Divorce is hard for the couple ending their marriage, but it is also very hard for any children they share. Losing a relationship with one parent or watching the people they love fight bitterly can be extremely difficult for children to handle.
The Minnesota family courts usually try to keep the focus of custody decisions on what is best for the children. Although the specific needs of children vary, most kids need a strong connection with both of their parents. Given that the judges presiding over family law cases in Minnesota have to prioritize the best interests of the children, it has become common practice for judges to try to split custody between parents.
However, in certain, unusual situations, a judge may agree to give one parent has sole physical custody of the children. When might a judge agree that one parent should have ultimate say over what happens with the family’s children?
When one parent doesn’t assert their parental rights
Sometimes, one parent has always provided the majority of parental oversight and support. The other may have a demanding career. They may even have plans to move out of the state or country after the divorce. Occasionally, one parent will not be in a position to ask for shared custody, such as during incarceration. When only one parent asks for custody, the courts may approve a sole custody arrangement.
When there is evidence that one parent will hurt or endanger the children
A history of abuse or neglect can have a significant impact on what the courts decide is appropriate in custody proceedings. It’s important to understand that simple accusations alone may not be enough to convince a judge that neglect or abuse is possible when the children are in the custody of one parent.

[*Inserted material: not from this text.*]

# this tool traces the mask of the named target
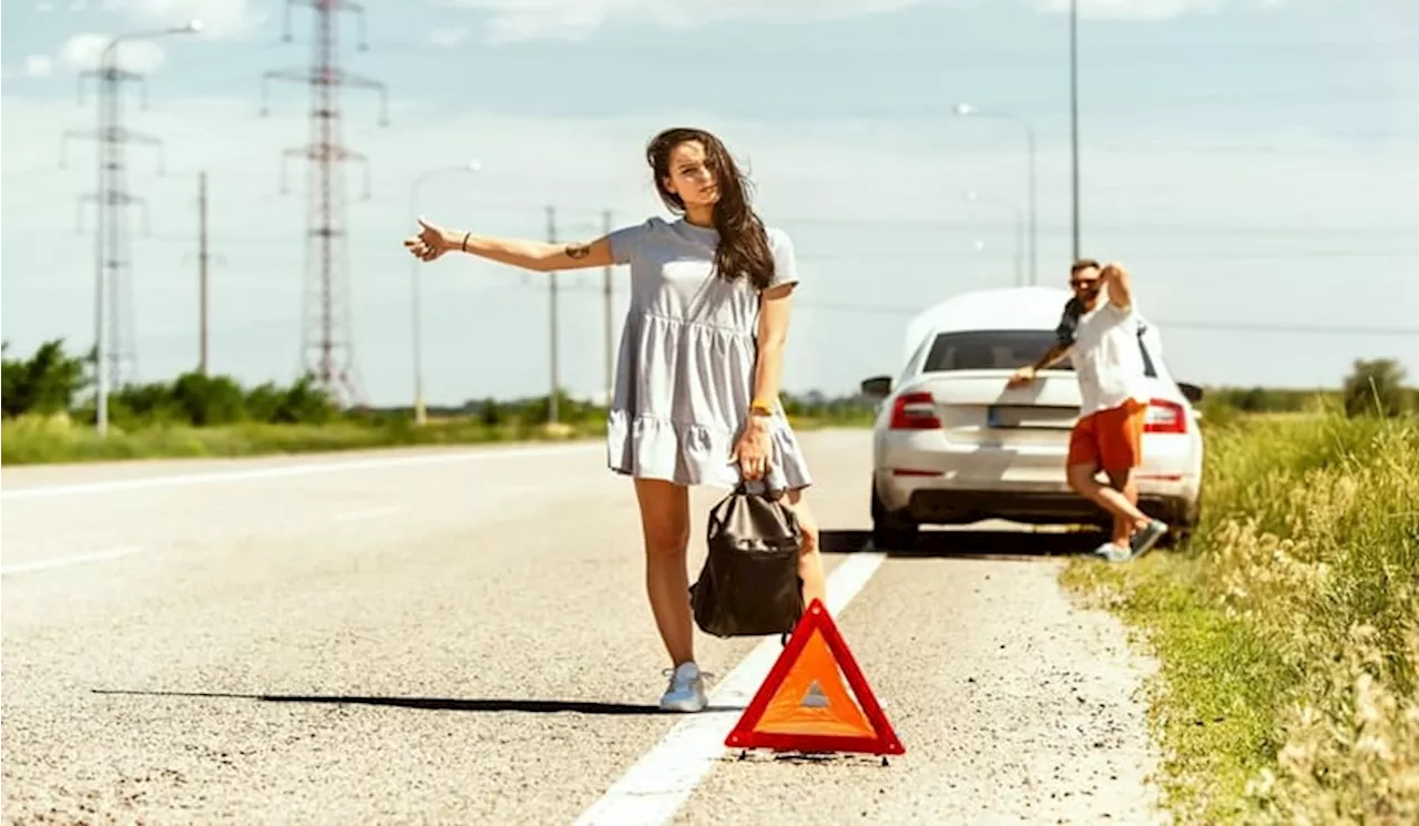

Medical records or police reports showing that one parent physically injured the children or neglected them, leading to injury, could convince a judge that limiting that parent’s access may be what is best for the children.
When one parent is incapable of providing for the needs of the children
Sometimes, a parent who wants to be with their children and who has never intentionally harmed them is still incapable of meeting their needs. They may have serious addiction problems that affect their daily lives and parenting. They could have health issues, ranging from cancer to epilepsy, that would affect their ability to be present and involved with the children.
Generally, only if shared custody poses some kind of risk to the children will a judge give one parent sole custody and limit the other’s access. Understanding how Minnesota handles custody decisions can help you plan for a potential divorce.